Regarding the fourth element of this framework, the jury should look for confirmatory evidence that “can provide comfort […] that the witness is telling the truth.” Confirmatory evidence is independent if it is not tainted by its connection to the unsavoury witness. It is also is material if it bolsters the jury’s confidence in the witness’s testimony; however, such evidence does not necessarily have to implicate the accused. Its main role is support the credibility of the witness.

Justice Fish made clear that the form and content of a trial judge’s warning to the jury is specific to the circumstances of the case. Furthermore, a Vetrovec warning that does not follow the above four-part framework may still be sufficient if the two purposes behind giving such a warning are ultimately satisfied. Counsel on both sides also have a responsibility to raise objections if they feel the charge is inadequate.

Justice Fish found that the trial judge’s warning in Khela did not “clearly convey to the jury the message that not all evidence is capable of providing a level of comfort or confidence required for conviction.” The trial judge should have stressed the importance of independent confirmative evidence, since there was a risk of collusion in this case. However, despite this shortcoming, Justice Fish still found the trial judge’s warning sufficient when read in its entirety.

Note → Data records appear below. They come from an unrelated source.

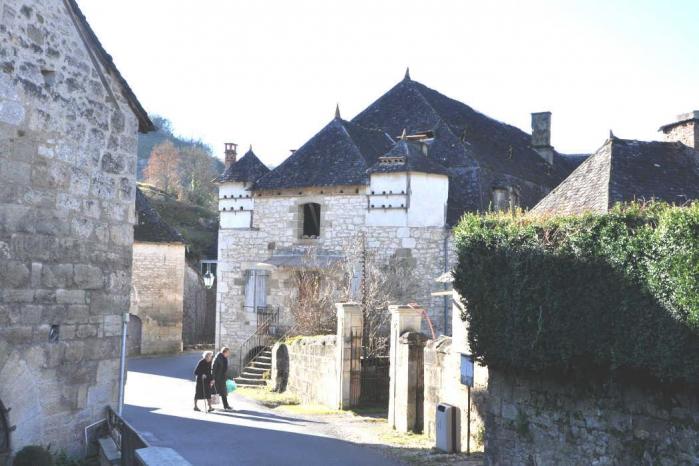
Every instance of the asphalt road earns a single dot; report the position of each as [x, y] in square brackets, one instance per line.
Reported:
[159, 402]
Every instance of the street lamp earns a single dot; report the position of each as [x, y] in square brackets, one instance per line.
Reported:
[209, 279]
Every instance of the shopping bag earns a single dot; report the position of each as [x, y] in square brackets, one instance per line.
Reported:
[230, 385]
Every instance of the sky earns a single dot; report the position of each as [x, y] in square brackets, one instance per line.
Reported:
[270, 72]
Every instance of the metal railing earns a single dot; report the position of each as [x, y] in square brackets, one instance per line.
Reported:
[125, 437]
[268, 332]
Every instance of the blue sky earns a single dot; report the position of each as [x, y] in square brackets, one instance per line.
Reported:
[268, 73]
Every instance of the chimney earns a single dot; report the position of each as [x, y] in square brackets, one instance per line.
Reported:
[230, 153]
[541, 135]
[684, 129]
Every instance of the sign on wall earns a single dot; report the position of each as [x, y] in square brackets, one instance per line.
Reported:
[467, 369]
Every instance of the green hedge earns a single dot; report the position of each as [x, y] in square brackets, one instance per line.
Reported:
[593, 294]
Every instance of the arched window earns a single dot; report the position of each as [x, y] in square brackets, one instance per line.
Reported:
[310, 220]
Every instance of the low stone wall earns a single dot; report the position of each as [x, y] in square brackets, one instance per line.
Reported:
[443, 385]
[312, 370]
[532, 420]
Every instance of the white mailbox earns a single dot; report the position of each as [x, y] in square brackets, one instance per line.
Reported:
[445, 425]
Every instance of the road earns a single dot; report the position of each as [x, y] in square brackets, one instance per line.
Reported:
[159, 402]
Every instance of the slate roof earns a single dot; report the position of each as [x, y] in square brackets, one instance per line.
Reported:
[406, 156]
[247, 168]
[150, 228]
[144, 123]
[625, 170]
[339, 154]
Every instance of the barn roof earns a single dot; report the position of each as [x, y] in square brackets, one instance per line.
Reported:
[624, 170]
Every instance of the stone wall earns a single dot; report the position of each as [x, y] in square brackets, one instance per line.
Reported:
[199, 321]
[534, 420]
[157, 295]
[343, 222]
[313, 373]
[67, 193]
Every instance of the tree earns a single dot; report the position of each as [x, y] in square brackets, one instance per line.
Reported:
[163, 169]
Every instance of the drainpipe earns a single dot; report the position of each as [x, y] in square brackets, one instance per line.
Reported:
[446, 269]
[122, 360]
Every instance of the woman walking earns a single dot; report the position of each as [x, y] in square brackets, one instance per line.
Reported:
[203, 381]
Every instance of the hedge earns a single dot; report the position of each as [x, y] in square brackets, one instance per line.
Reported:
[577, 295]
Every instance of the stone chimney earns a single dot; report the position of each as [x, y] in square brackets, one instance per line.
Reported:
[541, 135]
[230, 153]
[684, 129]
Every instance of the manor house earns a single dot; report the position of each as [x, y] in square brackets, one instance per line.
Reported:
[398, 177]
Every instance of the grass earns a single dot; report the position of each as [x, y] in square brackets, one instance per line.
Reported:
[267, 397]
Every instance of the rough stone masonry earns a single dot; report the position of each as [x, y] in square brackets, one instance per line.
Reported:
[68, 136]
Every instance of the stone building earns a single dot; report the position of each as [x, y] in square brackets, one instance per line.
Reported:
[68, 136]
[398, 177]
[157, 291]
[625, 170]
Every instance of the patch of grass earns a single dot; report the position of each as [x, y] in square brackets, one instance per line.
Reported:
[267, 397]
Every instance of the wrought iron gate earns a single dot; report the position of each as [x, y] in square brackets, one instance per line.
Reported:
[355, 365]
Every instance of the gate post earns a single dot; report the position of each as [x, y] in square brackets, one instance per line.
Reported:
[350, 325]
[406, 371]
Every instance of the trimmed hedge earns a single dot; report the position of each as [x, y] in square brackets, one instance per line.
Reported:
[594, 294]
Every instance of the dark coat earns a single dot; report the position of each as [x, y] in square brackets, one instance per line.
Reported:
[203, 373]
[220, 368]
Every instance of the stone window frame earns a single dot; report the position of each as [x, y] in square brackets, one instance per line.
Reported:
[297, 211]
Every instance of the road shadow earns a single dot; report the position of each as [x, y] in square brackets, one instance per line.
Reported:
[206, 442]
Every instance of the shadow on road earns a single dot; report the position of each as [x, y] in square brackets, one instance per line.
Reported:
[221, 440]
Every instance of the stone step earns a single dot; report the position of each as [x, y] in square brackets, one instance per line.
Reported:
[243, 381]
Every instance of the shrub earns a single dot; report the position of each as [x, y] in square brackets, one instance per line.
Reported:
[594, 294]
[33, 455]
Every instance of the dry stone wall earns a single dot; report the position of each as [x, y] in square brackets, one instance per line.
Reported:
[276, 221]
[313, 370]
[157, 295]
[67, 193]
[533, 420]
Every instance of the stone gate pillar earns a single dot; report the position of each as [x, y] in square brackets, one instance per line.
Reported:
[406, 371]
[350, 326]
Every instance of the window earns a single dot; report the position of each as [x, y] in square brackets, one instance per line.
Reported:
[505, 199]
[310, 218]
[255, 290]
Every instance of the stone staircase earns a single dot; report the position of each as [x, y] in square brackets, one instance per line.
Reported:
[256, 373]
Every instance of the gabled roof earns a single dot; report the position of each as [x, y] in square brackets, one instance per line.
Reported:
[339, 154]
[92, 42]
[149, 227]
[627, 170]
[247, 168]
[406, 156]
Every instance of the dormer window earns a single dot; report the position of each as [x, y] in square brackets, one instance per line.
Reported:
[310, 220]
[505, 199]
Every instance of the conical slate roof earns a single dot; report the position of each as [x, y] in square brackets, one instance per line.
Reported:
[248, 168]
[407, 156]
[626, 170]
[339, 154]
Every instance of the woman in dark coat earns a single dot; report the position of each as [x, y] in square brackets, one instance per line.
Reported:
[203, 381]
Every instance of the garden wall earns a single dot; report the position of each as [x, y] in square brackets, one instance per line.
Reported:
[532, 420]
[313, 373]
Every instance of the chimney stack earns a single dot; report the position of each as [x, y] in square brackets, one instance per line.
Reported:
[684, 129]
[230, 153]
[541, 135]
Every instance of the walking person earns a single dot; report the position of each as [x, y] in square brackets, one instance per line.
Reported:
[204, 381]
[219, 372]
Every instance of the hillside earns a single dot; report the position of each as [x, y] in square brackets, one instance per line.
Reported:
[164, 132]
[198, 225]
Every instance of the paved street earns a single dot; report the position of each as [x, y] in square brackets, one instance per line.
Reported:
[159, 393]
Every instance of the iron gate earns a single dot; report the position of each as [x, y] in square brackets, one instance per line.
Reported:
[355, 365]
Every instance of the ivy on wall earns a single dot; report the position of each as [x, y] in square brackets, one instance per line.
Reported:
[595, 294]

Applying the above principles to Smith, Justice Fish stated that a trial judge does not need to provide a detailed explanation on how and why an unsavoury witness may mislead the court. A trial judge only has to identify why a witness’s testimony may be unreliable. As such, the trial judge’s warning to the jury in Smith was sufficiently thorough.

Justice Deschamps’ “Dissent”

In both cases, Justice Deschamps dissented in principle but not in outcome. She specifically took issue with the fourth element of the framework espoused by Justice Fish. Instead of trying to determine whether confirmative evidence is independent and material, the trier of fact should instead focus on credibility. Rather than be preoccupied with such vague concepts as evidentiary independence and materiality, the trier of fact should simply ask whether, given the evidence adduced, a witness is to be believed.

Justice Deschamps believed that the majority’s framework for Vetrovec warnings would impose formal requirements on what a trial judge must include in her charge, thereby sacrificing the flexibility that has long been the virtue of Vetrovec warnings. Justice Deschamps advocated that the law should move towards simplifying evidentiary principles, not further complicating them and making truth-finding more cumbersome for the trier of fact.

Both judicial opinions, however, give trial judges significant latitude in crafting a Vetrovec warning to the jury. Both justices make clear that any framework for the Vetrovec warning can only serve as guidance, and that a trial judge should customize the warning to fit the circumstances in which it arises. This approach to jury charges is consistent with the Court’s statements in R v Lifchus, [1997] 3 SCR 320, regarding jury charges in general.

Although that case dealt with instructing the jury on what constitutes a reasonable doubt, the Court suggested that, as a general rule, there should be no check list of requirements for any jury charge, and instead trial judges should be free to tailor instructions to the jury within the parameters set by the Supreme Court. The developing jurisprudence surrounding jury charges indicates an increasing deference to trial judges and a reluctance to allow an accused to challenge a jury charge.